( Oleh: Ida Bagus Wirahaji, S.T., S.Ag., M.Si)
Kaum urban semakin banyak datang ke kota untuk mencari pekerjaan. Mereka datang menyemut memadati kota, ibarat sekumpulan laron mengkerubuti sebuah lampu petromak. Padatnya penduduk kota membuat masyarakat kota dihadapkan pada persaingan hidup yang serba kompetitif. Hal ini memicu timbulnya masalah sosial yang kompleks yang pada ujung-ujungnya memberi kontribusi pada turunnya kualitas hidup itu sendiri. Masyarakat kota semakin rentan terkena berbagai penyakit, baik penyakit fisik maupun penyakit psikologis. Penyakit psikologis yang paling banyak diderita penduduk kota adalah depresi.
Penyebab depresi bukan hanya faktor psikososial seperti di atas. Depresi disebabkan oleh multifaktor, baik faktor internal maupun eksternal. Faktor internal antara lain faktor genetik, biologis (perubahan biokimia di otak), kepribadian, pengalaman buruk di masa lalu. Faktor eksternal seperti konflik keluarga, peristiwa kehilangan, kekecewaan, penggunaan narkoba atau alkohol dan sebagainya.
Depresi adalah hal yang biasa, namun jika tidak dikenali akan menjadi luar biasa. Sebenarnya tanda-tanda awal penyakit depresi sangat mudah dikenali, namun sayangnya sering diabaikan, dianggap sebagai hal yang tidak penting, tidak berpengaruh terhadap produktivitas kerja bahkan tidak berpengaruh terhadap kesehatan. Tetapi begitu penyakit ini memasuki tahap yang berat, orang lebih suka mengambil jalan serba instan, seperti minum obat antidepresan, yang pada dasarnya hanya bersifat sementara, dan menyebabkan ketergantungan pada obat-obatan. Kemudian dalam waktu yang tidak beberapa lama penyakit ini datang lagi dan memerlukan obat yang lebih ‘kuat’.

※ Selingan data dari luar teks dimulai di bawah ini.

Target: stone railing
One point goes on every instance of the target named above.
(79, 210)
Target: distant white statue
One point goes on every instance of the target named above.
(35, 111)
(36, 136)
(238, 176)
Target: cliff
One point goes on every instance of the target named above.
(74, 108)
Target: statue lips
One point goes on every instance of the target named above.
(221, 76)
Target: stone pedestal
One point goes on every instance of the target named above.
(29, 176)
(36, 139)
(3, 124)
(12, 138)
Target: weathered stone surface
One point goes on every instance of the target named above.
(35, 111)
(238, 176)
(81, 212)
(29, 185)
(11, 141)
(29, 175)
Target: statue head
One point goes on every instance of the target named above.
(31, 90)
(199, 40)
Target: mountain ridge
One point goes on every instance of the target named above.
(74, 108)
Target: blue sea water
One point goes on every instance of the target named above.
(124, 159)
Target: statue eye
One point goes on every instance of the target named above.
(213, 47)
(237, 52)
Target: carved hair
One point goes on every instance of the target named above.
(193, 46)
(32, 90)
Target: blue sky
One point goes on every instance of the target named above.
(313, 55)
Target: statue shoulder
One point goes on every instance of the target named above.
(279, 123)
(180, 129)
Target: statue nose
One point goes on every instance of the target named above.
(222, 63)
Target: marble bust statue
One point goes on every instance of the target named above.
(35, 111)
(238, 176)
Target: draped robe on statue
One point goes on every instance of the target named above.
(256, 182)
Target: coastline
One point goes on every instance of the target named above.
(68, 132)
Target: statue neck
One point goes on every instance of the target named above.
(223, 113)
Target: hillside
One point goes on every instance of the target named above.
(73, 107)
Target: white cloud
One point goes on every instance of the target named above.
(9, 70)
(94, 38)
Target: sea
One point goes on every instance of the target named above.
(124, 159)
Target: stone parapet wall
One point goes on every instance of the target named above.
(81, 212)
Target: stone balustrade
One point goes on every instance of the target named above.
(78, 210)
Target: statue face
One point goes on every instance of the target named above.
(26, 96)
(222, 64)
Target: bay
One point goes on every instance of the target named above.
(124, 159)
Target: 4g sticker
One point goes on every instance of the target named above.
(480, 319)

Jalan lain yang sering diambil oleh penderita depresi adalah bunuh diri. Depresi memang penyakit yang dapat meningkatkan resiko bunuh diri. Tindakan bunuh diri menunjukkan ketidakberdayaan dalam menghadapi situasi yang dihadapi. Suatu tindakan yang tidak dibenarkan oleh ajaran agama mana pun. Para spiritualis menganggap bunuh diri sebagai tindakan pengecut. Manusia bisa lari ‘dalam’ hidup ini, tapi tidak bisa lari ‘dari’ hidup ini.
Apa yang harus dilakukan oleh penderita depresi? Bunuh diri tidak boleh. Minum obat antidepresan atau obat penenang secara terus menerus juga tidak baik, malah merusak organ tubuh. Sementara para ahli psikologi modern, seperti Ivan Pavlov, Skinner, Jung dan Freud hanya berhasil merumuskan penyebab dan kondisi manusia yang terkena depresi, tetapi solusi yang diberikan untuk memulihkan kondisi penderita depresi belum memberi hasil yang sesuai dengan teori dikemukakannya. Jadi apa solusi terbaik dalam menangani penyakit depresi?
Gejala-Gejala Depresi
Gejala depresi sangat akrab dengan keseharian manusia. Depresi dapat dikenali melalui gejala fisik, psikis, dan sosial dari penderitanya. Gejala fisik antara lain: gangguan tidur, hilangnya selera, penurunan stamina secara perlahan-lahan, penurunan gairah seks, mudah sakit dan susah sembuh, seperti: nyeri ulu hati, pusing-pusing, sakit tenggorokan dan sebagainya. Gejala psikis antara lain: kehilangan rasa percaya diri, sensitif, mudah tersinggung, mudah marah, selalu curiga, merasa diri tidak berguna, perasaan bersalah, dan perasaan terbebani. Gejala sosial seperti perasaan minder, malu, cemas, serta perasaan inferior lainnya dalam berinteraksi. Penderita merasa tidak mampu untuk bersikap terbuka dan menjalin hubungan dengan lingkungan sekalipun ada kesempatan.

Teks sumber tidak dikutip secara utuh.